Answering this question it turned out that df.groupby(...).agg(set)
and df.groupby(...).agg(lambda x: set(x))
are producing different results.
Perhaps as @Edchum commented agg
applies the python builtin functions considering the groupby object as a mini dataframe, whereas when a defined function is passed it applies it for every column. An example to illustrate this is via print.
df.groupby('user_id').agg(print,end='\n\n')
class_type instructor user_id
0 Krav Maga Bob 1
4 Ju-jitsu Alice 1
class_type instructor user_id
1 Yoga Alice 2
5 Krav Maga Alice 2
class_type instructor user_id
2 Ju-jitsu Bob 3
6 Karate Bob 3
df.groupby('user_id').agg(lambda x : print(x,end='\n\n'))
0 Krav Maga
4 Ju-jitsu
Name: class_type, dtype: object
1 Yoga
5 Krav Maga
Name: class_type, dtype: object
2 Ju-jitsu
6 Karate
Name: class_type, dtype: object
3 Krav Maga
Name: class_type, dtype: object
...
Hope this is the reason why applying set gave the result like the one mentioned above.
OK what is happening here is that set
isn't being handled as it's not is_list_like
in _aggregate
:
elif is_list_like(arg) and arg not in compat.string_types:
see source
this isn't is_list_like
so it returns None
up the call chain to end up at this line:
results.append(colg.aggregate(a))
see source
this raises TypeError
as TypeError: 'type' object is not iterable
which then raises:
if not len(results):
raise ValueError("no results")
see source
so because we have no results we end up calling _aggregate_generic
:
see source
this then calls:
result[name] = self._try_cast(func(data, *args, **kwargs)
see source
This then ends up as:
(Pdb) n
> c:\programdata\anaconda3\lib\site-packages\pandas\core\groupby.py(3779)_aggregate_generic()

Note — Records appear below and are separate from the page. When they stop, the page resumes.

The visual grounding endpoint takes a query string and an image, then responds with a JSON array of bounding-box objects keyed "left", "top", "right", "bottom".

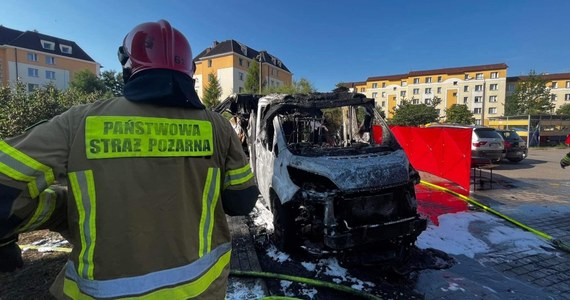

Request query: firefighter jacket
[{"left": 0, "top": 97, "right": 257, "bottom": 299}]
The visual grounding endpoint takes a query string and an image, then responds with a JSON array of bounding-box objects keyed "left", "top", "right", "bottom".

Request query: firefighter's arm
[
  {"left": 561, "top": 152, "right": 570, "bottom": 169},
  {"left": 221, "top": 122, "right": 259, "bottom": 216}
]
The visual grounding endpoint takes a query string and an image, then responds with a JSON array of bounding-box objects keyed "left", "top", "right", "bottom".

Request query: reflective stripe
[
  {"left": 224, "top": 164, "right": 253, "bottom": 188},
  {"left": 69, "top": 170, "right": 97, "bottom": 280},
  {"left": 17, "top": 188, "right": 56, "bottom": 233},
  {"left": 0, "top": 141, "right": 54, "bottom": 198},
  {"left": 63, "top": 242, "right": 231, "bottom": 299},
  {"left": 199, "top": 168, "right": 220, "bottom": 257},
  {"left": 85, "top": 116, "right": 214, "bottom": 159}
]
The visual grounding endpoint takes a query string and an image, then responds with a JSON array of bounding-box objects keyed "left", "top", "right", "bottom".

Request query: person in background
[{"left": 0, "top": 19, "right": 258, "bottom": 299}]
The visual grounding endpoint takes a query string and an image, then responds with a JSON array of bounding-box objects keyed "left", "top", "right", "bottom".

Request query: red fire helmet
[{"left": 118, "top": 20, "right": 194, "bottom": 79}]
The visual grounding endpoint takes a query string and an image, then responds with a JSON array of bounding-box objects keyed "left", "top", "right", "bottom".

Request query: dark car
[{"left": 495, "top": 129, "right": 528, "bottom": 162}]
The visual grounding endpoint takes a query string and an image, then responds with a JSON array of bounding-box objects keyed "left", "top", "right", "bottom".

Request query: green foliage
[
  {"left": 244, "top": 60, "right": 260, "bottom": 93},
  {"left": 333, "top": 83, "right": 349, "bottom": 93},
  {"left": 264, "top": 78, "right": 316, "bottom": 94},
  {"left": 69, "top": 69, "right": 106, "bottom": 94},
  {"left": 389, "top": 98, "right": 439, "bottom": 126},
  {"left": 506, "top": 70, "right": 554, "bottom": 115},
  {"left": 100, "top": 70, "right": 124, "bottom": 97},
  {"left": 202, "top": 73, "right": 222, "bottom": 108},
  {"left": 0, "top": 82, "right": 101, "bottom": 138},
  {"left": 556, "top": 103, "right": 570, "bottom": 116},
  {"left": 445, "top": 104, "right": 475, "bottom": 125}
]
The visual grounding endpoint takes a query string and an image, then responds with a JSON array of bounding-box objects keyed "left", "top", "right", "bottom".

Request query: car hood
[{"left": 287, "top": 149, "right": 411, "bottom": 191}]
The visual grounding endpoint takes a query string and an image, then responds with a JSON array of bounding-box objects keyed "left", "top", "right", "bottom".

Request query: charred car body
[{"left": 215, "top": 92, "right": 426, "bottom": 264}]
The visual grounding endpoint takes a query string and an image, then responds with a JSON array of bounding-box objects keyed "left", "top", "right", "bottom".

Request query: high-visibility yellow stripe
[
  {"left": 227, "top": 164, "right": 251, "bottom": 176},
  {"left": 224, "top": 164, "right": 253, "bottom": 188},
  {"left": 62, "top": 249, "right": 231, "bottom": 299},
  {"left": 206, "top": 171, "right": 221, "bottom": 254},
  {"left": 0, "top": 141, "right": 55, "bottom": 198},
  {"left": 17, "top": 188, "right": 56, "bottom": 233},
  {"left": 69, "top": 170, "right": 97, "bottom": 280},
  {"left": 198, "top": 168, "right": 214, "bottom": 257}
]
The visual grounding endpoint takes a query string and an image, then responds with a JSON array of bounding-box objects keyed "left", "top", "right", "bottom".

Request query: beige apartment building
[
  {"left": 507, "top": 73, "right": 570, "bottom": 113},
  {"left": 347, "top": 63, "right": 509, "bottom": 125},
  {"left": 193, "top": 40, "right": 292, "bottom": 100},
  {"left": 0, "top": 25, "right": 99, "bottom": 91}
]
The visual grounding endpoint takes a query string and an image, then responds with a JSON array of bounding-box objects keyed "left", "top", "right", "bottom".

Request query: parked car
[
  {"left": 428, "top": 124, "right": 505, "bottom": 163},
  {"left": 214, "top": 92, "right": 427, "bottom": 265},
  {"left": 495, "top": 129, "right": 528, "bottom": 162}
]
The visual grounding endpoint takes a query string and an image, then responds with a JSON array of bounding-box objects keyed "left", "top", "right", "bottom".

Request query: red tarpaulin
[{"left": 390, "top": 126, "right": 472, "bottom": 192}]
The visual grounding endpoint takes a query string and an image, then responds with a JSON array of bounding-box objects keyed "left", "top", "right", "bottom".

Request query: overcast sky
[{"left": 3, "top": 0, "right": 569, "bottom": 91}]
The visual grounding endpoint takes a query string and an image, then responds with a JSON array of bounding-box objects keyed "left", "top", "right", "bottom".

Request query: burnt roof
[
  {"left": 193, "top": 39, "right": 290, "bottom": 72},
  {"left": 0, "top": 25, "right": 95, "bottom": 62},
  {"left": 507, "top": 72, "right": 570, "bottom": 82},
  {"left": 367, "top": 63, "right": 508, "bottom": 81}
]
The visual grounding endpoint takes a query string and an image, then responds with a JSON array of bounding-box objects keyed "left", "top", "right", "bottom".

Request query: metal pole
[{"left": 258, "top": 54, "right": 262, "bottom": 94}]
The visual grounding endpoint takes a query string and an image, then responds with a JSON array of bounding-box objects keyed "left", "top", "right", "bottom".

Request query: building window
[
  {"left": 46, "top": 70, "right": 56, "bottom": 79},
  {"left": 437, "top": 87, "right": 442, "bottom": 93},
  {"left": 27, "top": 53, "right": 38, "bottom": 62},
  {"left": 413, "top": 88, "right": 419, "bottom": 95},
  {"left": 60, "top": 45, "right": 72, "bottom": 54},
  {"left": 552, "top": 82, "right": 558, "bottom": 89},
  {"left": 465, "top": 74, "right": 470, "bottom": 80},
  {"left": 437, "top": 76, "right": 442, "bottom": 83},
  {"left": 463, "top": 97, "right": 468, "bottom": 103},
  {"left": 476, "top": 73, "right": 483, "bottom": 80},
  {"left": 551, "top": 94, "right": 557, "bottom": 102},
  {"left": 425, "top": 77, "right": 432, "bottom": 83},
  {"left": 474, "top": 108, "right": 482, "bottom": 114},
  {"left": 400, "top": 91, "right": 406, "bottom": 97},
  {"left": 425, "top": 88, "right": 432, "bottom": 94},
  {"left": 46, "top": 56, "right": 55, "bottom": 64},
  {"left": 475, "top": 119, "right": 482, "bottom": 125},
  {"left": 507, "top": 83, "right": 515, "bottom": 91},
  {"left": 239, "top": 58, "right": 243, "bottom": 66},
  {"left": 360, "top": 88, "right": 365, "bottom": 92},
  {"left": 565, "top": 94, "right": 570, "bottom": 101},
  {"left": 489, "top": 95, "right": 497, "bottom": 102},
  {"left": 474, "top": 96, "right": 482, "bottom": 103},
  {"left": 452, "top": 92, "right": 457, "bottom": 97},
  {"left": 382, "top": 83, "right": 386, "bottom": 88},
  {"left": 490, "top": 84, "right": 498, "bottom": 91},
  {"left": 464, "top": 86, "right": 469, "bottom": 92},
  {"left": 475, "top": 85, "right": 483, "bottom": 91},
  {"left": 381, "top": 101, "right": 386, "bottom": 107},
  {"left": 491, "top": 72, "right": 499, "bottom": 79},
  {"left": 488, "top": 107, "right": 497, "bottom": 114},
  {"left": 413, "top": 78, "right": 419, "bottom": 84},
  {"left": 372, "top": 83, "right": 378, "bottom": 88},
  {"left": 27, "top": 83, "right": 39, "bottom": 92},
  {"left": 208, "top": 60, "right": 212, "bottom": 67},
  {"left": 424, "top": 98, "right": 431, "bottom": 105},
  {"left": 566, "top": 81, "right": 570, "bottom": 88},
  {"left": 401, "top": 81, "right": 407, "bottom": 87},
  {"left": 453, "top": 81, "right": 458, "bottom": 85},
  {"left": 28, "top": 68, "right": 39, "bottom": 77},
  {"left": 381, "top": 92, "right": 386, "bottom": 97},
  {"left": 41, "top": 40, "right": 55, "bottom": 51},
  {"left": 372, "top": 92, "right": 378, "bottom": 98},
  {"left": 239, "top": 72, "right": 244, "bottom": 81}
]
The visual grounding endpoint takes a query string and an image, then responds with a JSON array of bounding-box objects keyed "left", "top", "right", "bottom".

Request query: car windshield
[
  {"left": 475, "top": 129, "right": 501, "bottom": 139},
  {"left": 499, "top": 130, "right": 521, "bottom": 140}
]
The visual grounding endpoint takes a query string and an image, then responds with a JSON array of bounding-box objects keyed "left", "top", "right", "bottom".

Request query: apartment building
[
  {"left": 358, "top": 63, "right": 508, "bottom": 125},
  {"left": 0, "top": 25, "right": 99, "bottom": 91},
  {"left": 507, "top": 73, "right": 570, "bottom": 112},
  {"left": 193, "top": 40, "right": 292, "bottom": 100}
]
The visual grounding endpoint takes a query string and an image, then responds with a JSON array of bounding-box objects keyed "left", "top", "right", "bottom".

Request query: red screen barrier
[{"left": 390, "top": 126, "right": 472, "bottom": 192}]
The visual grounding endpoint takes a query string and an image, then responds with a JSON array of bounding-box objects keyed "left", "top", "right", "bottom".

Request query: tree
[
  {"left": 202, "top": 73, "right": 222, "bottom": 108},
  {"left": 445, "top": 104, "right": 475, "bottom": 125},
  {"left": 100, "top": 70, "right": 124, "bottom": 97},
  {"left": 244, "top": 60, "right": 260, "bottom": 93},
  {"left": 389, "top": 98, "right": 439, "bottom": 126},
  {"left": 505, "top": 70, "right": 554, "bottom": 115},
  {"left": 264, "top": 77, "right": 317, "bottom": 95},
  {"left": 556, "top": 103, "right": 570, "bottom": 116},
  {"left": 333, "top": 83, "right": 349, "bottom": 93},
  {"left": 69, "top": 69, "right": 106, "bottom": 94}
]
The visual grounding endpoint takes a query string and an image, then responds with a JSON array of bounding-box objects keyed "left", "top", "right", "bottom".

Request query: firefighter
[
  {"left": 0, "top": 19, "right": 258, "bottom": 299},
  {"left": 560, "top": 152, "right": 570, "bottom": 168}
]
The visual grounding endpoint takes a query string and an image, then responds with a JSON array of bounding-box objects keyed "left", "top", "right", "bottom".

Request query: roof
[
  {"left": 0, "top": 25, "right": 95, "bottom": 62},
  {"left": 367, "top": 63, "right": 508, "bottom": 81},
  {"left": 508, "top": 72, "right": 570, "bottom": 82},
  {"left": 193, "top": 39, "right": 290, "bottom": 72}
]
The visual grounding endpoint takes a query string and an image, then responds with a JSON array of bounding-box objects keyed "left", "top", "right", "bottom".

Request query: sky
[{"left": 2, "top": 0, "right": 570, "bottom": 92}]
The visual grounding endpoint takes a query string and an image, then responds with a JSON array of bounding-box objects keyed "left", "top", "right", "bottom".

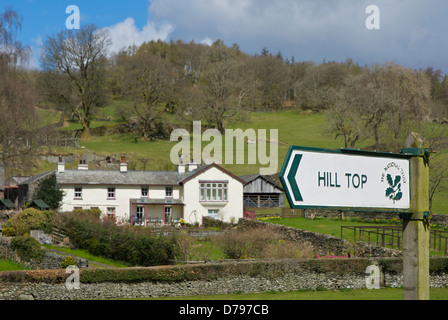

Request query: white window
[
  {"left": 208, "top": 209, "right": 219, "bottom": 220},
  {"left": 107, "top": 187, "right": 116, "bottom": 199},
  {"left": 107, "top": 207, "right": 116, "bottom": 217},
  {"left": 74, "top": 187, "right": 82, "bottom": 199},
  {"left": 141, "top": 187, "right": 148, "bottom": 197},
  {"left": 200, "top": 182, "right": 228, "bottom": 202},
  {"left": 165, "top": 187, "right": 173, "bottom": 198}
]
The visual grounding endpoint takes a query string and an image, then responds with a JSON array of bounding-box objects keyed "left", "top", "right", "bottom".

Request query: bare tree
[
  {"left": 41, "top": 24, "right": 111, "bottom": 139},
  {"left": 0, "top": 8, "right": 39, "bottom": 175},
  {"left": 327, "top": 73, "right": 367, "bottom": 148},
  {"left": 116, "top": 47, "right": 176, "bottom": 140},
  {"left": 189, "top": 40, "right": 249, "bottom": 133}
]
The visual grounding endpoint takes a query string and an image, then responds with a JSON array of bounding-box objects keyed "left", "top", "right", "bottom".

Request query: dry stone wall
[
  {"left": 235, "top": 218, "right": 402, "bottom": 258},
  {"left": 1, "top": 258, "right": 448, "bottom": 300}
]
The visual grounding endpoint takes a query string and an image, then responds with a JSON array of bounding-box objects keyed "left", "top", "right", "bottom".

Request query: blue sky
[{"left": 3, "top": 0, "right": 448, "bottom": 73}]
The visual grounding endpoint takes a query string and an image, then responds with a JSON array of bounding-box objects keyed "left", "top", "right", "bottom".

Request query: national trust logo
[{"left": 381, "top": 162, "right": 407, "bottom": 204}]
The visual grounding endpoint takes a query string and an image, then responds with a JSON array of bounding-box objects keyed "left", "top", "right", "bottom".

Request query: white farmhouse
[{"left": 55, "top": 158, "right": 244, "bottom": 226}]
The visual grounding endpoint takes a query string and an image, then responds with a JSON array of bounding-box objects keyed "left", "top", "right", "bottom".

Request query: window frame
[
  {"left": 165, "top": 186, "right": 173, "bottom": 198},
  {"left": 208, "top": 209, "right": 219, "bottom": 220},
  {"left": 107, "top": 187, "right": 116, "bottom": 200},
  {"left": 199, "top": 181, "right": 228, "bottom": 202},
  {"left": 74, "top": 187, "right": 83, "bottom": 199},
  {"left": 107, "top": 207, "right": 116, "bottom": 217}
]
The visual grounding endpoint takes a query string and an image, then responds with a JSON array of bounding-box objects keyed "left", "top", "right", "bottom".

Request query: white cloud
[
  {"left": 104, "top": 16, "right": 174, "bottom": 54},
  {"left": 145, "top": 0, "right": 448, "bottom": 72}
]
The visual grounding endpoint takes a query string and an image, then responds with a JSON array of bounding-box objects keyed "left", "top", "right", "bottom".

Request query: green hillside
[{"left": 36, "top": 106, "right": 448, "bottom": 214}]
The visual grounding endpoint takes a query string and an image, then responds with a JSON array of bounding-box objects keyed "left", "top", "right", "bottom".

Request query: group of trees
[
  {"left": 35, "top": 23, "right": 448, "bottom": 150},
  {"left": 3, "top": 10, "right": 448, "bottom": 162}
]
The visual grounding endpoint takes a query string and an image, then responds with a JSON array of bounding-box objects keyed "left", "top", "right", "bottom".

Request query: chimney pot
[{"left": 120, "top": 157, "right": 128, "bottom": 173}]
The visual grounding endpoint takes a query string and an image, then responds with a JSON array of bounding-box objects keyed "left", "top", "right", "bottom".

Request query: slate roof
[
  {"left": 19, "top": 171, "right": 55, "bottom": 186},
  {"left": 54, "top": 163, "right": 245, "bottom": 187},
  {"left": 55, "top": 169, "right": 199, "bottom": 186}
]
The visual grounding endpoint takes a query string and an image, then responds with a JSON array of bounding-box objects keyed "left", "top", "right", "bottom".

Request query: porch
[{"left": 130, "top": 198, "right": 184, "bottom": 227}]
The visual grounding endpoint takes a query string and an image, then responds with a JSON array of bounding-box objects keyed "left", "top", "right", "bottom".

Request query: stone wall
[
  {"left": 1, "top": 258, "right": 448, "bottom": 300},
  {"left": 235, "top": 218, "right": 402, "bottom": 258},
  {"left": 0, "top": 236, "right": 87, "bottom": 270}
]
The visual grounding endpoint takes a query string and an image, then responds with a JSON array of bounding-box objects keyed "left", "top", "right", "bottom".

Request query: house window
[
  {"left": 208, "top": 209, "right": 219, "bottom": 220},
  {"left": 141, "top": 187, "right": 148, "bottom": 197},
  {"left": 74, "top": 187, "right": 82, "bottom": 199},
  {"left": 164, "top": 206, "right": 172, "bottom": 224},
  {"left": 165, "top": 187, "right": 173, "bottom": 198},
  {"left": 107, "top": 207, "right": 116, "bottom": 217},
  {"left": 107, "top": 187, "right": 116, "bottom": 199},
  {"left": 200, "top": 182, "right": 228, "bottom": 202}
]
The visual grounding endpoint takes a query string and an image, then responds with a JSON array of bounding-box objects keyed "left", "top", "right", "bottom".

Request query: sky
[{"left": 3, "top": 0, "right": 448, "bottom": 74}]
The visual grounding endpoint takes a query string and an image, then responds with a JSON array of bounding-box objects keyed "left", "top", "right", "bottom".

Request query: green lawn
[
  {"left": 141, "top": 287, "right": 448, "bottom": 300},
  {"left": 267, "top": 216, "right": 401, "bottom": 241},
  {"left": 0, "top": 259, "right": 26, "bottom": 271},
  {"left": 266, "top": 216, "right": 448, "bottom": 256},
  {"left": 43, "top": 245, "right": 129, "bottom": 268}
]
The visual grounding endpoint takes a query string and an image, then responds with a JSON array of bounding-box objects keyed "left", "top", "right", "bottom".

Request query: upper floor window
[
  {"left": 74, "top": 187, "right": 82, "bottom": 199},
  {"left": 165, "top": 186, "right": 173, "bottom": 198},
  {"left": 200, "top": 182, "right": 228, "bottom": 202},
  {"left": 141, "top": 187, "right": 148, "bottom": 197},
  {"left": 107, "top": 187, "right": 116, "bottom": 199}
]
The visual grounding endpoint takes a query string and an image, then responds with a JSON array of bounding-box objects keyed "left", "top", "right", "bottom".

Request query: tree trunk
[{"left": 80, "top": 126, "right": 91, "bottom": 140}]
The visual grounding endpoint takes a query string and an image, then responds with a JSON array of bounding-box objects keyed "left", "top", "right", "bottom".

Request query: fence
[{"left": 341, "top": 225, "right": 448, "bottom": 254}]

-> return self._wrap_generic_output(result, obj)
(Pdb) result
{1: {'user_id', 'instructor', 'class_type'}, 2: {'user_id', 'instructor', 'class_type'}, 3: {'user_id', 'instructor', 'class_type'}, 4: {'user_id', 'instructor', 'class_type'}}
I'm running a slightly different version of pandas but the equivalent source line is https://github.com/pandas-dev/pandas/blob/v0.22.0/pandas/core/groupby.py#L3779
So essentially because set
doesn't count as a function or an iterable, it just collapses to calling the ctor on the series iterable which in this case are the columns, you can see the same effect here:
In [8]:
df.groupby('user_id').agg(lambda x: print(set(x.columns)))
{'class_type', 'instructor', 'user_id'}
{'class_type', 'instructor', 'user_id'}
{'class_type', 'instructor', 'user_id'}
{'class_type', 'instructor', 'user_id'}
Out[8]:
class_type instructor
user_id
1 None None
2 None None
3 None None
4 None None
but when you use the lambda
which is an anonymous function this works as expected.